Ankebut 48 de anlatılan" Sen bundan önce ne bir yazı okur, ne de elinle onu yazardın. Öyle olsaydı, batıla uyanlar kuşku duyarlardı" ayetine de bu yönden bakmak gerekir. Yani "sen bu uğraşların içinde değildin" deniyor. Yoksa "okuma-yazmayı bilmiyordun da bu kuran sayesinde öğrendin" denmiyor. Zaten ilk vahiyde verdiği cevap da motamo tercüme ettiğimizde "okumayı bilmiyorum" değil de "okuyan değilim" anlamı çıkar. Yani kari(okuyan) sıfatım ve özelliğim yoktur.Dikkatlice okuyalım:
Sen bundan önce, ne bir yazı okur, ne de elinle onu yazardın.
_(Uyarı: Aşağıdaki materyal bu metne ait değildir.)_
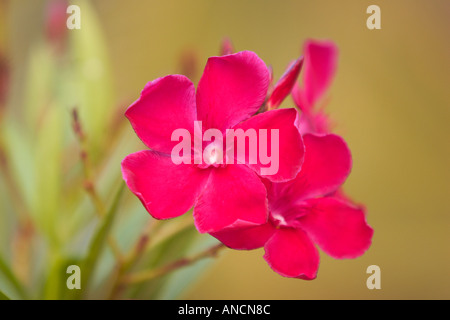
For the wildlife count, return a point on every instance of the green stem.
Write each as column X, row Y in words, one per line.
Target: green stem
column 159, row 272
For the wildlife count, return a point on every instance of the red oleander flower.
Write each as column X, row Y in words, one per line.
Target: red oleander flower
column 308, row 210
column 231, row 90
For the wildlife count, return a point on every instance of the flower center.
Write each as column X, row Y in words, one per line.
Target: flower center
column 213, row 155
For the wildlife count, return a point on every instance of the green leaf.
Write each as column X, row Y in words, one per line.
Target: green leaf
column 6, row 272
column 3, row 296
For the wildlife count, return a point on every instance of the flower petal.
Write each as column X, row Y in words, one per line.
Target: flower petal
column 319, row 69
column 233, row 197
column 289, row 152
column 291, row 253
column 340, row 229
column 326, row 166
column 165, row 104
column 284, row 86
column 232, row 88
column 165, row 189
column 245, row 238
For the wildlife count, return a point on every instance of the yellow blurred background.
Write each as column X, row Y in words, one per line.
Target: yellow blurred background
column 390, row 101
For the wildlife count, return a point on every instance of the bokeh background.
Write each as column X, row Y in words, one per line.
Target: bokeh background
column 390, row 100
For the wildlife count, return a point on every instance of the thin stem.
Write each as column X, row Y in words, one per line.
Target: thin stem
column 131, row 259
column 158, row 272
column 89, row 185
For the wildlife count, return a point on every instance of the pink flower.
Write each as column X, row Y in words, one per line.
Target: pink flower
column 306, row 211
column 319, row 69
column 231, row 90
column 285, row 84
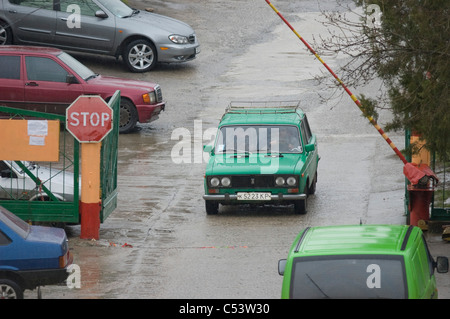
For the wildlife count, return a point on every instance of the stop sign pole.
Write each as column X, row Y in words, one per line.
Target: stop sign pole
column 89, row 120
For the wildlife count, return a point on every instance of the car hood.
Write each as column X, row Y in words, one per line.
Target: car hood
column 51, row 235
column 253, row 164
column 120, row 83
column 172, row 26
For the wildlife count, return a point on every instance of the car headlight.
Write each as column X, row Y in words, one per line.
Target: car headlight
column 291, row 181
column 178, row 39
column 214, row 182
column 225, row 181
column 149, row 98
column 279, row 181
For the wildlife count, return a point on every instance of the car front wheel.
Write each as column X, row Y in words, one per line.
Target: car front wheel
column 10, row 290
column 140, row 56
column 128, row 116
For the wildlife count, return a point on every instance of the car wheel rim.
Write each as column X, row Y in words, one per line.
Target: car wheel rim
column 141, row 56
column 7, row 292
column 3, row 35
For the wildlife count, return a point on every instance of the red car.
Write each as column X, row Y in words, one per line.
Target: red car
column 49, row 80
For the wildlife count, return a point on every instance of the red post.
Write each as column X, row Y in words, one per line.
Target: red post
column 419, row 206
column 89, row 120
column 90, row 204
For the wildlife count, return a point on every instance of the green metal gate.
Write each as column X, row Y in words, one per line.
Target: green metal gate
column 40, row 202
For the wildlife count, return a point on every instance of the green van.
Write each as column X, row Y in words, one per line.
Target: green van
column 264, row 153
column 360, row 261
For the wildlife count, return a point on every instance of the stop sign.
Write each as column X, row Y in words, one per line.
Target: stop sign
column 89, row 119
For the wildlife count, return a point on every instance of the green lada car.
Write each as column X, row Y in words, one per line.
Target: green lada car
column 360, row 262
column 264, row 153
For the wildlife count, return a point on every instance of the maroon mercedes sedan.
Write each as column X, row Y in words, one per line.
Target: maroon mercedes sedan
column 49, row 80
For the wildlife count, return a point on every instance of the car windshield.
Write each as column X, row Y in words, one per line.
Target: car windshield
column 117, row 7
column 258, row 138
column 79, row 68
column 355, row 276
column 19, row 226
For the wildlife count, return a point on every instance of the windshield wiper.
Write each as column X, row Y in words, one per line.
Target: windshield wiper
column 135, row 11
column 92, row 76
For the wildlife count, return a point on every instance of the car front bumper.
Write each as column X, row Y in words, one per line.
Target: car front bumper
column 275, row 198
column 176, row 53
column 148, row 113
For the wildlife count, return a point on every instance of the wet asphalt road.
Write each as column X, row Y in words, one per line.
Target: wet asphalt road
column 159, row 243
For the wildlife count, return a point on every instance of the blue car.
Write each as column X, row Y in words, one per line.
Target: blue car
column 30, row 256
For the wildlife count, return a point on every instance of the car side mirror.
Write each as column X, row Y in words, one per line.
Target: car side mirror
column 101, row 14
column 442, row 264
column 310, row 147
column 281, row 266
column 71, row 79
column 207, row 148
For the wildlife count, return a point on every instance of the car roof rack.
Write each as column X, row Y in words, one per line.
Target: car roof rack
column 263, row 107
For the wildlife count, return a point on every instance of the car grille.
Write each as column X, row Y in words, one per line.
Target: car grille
column 252, row 181
column 158, row 93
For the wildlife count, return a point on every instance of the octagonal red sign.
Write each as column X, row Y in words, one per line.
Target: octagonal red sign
column 89, row 119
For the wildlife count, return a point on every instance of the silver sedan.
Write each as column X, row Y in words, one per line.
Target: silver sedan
column 107, row 27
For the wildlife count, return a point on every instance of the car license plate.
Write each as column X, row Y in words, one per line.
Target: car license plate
column 254, row 196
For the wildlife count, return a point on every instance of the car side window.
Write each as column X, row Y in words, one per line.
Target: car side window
column 10, row 67
column 44, row 69
column 86, row 7
column 42, row 4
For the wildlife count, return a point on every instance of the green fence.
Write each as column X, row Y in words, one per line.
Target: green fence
column 50, row 191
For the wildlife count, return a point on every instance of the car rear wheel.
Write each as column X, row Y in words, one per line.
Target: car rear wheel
column 128, row 116
column 140, row 56
column 5, row 34
column 10, row 290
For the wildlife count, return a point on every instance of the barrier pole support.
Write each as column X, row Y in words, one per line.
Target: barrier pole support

Şimdi yukarıdaki cümleden muhatabın söz konusu zaman kadar bir şeyler yazmadığını mı yoksa yazmayı ve okumayı bilmediği mi anlaşılıyor? Eğer konu bilmemek ise neden ''sen bundan önce ''okuyamazdın'' veya ''okumayı bilmezdin'' gibi değişik fillere başvurması gerekiyordu. Hâlbuki ayette şöyle bir devam getirebiliriz. Sen bundan önce böyle bir işe girişmedin.40 yaşına kadar bolca okuyan ve de devamlı yazan bir halin yoktu. O halde sen bu işe hazırlık yapmadın. Eğer 20 veya 25 veya 30 yaşından sonra bu işlere girseydin Kuranı senin yazdığın konusunda şüpheye düşenler şüphelenmekte haklı olabilirlerdi.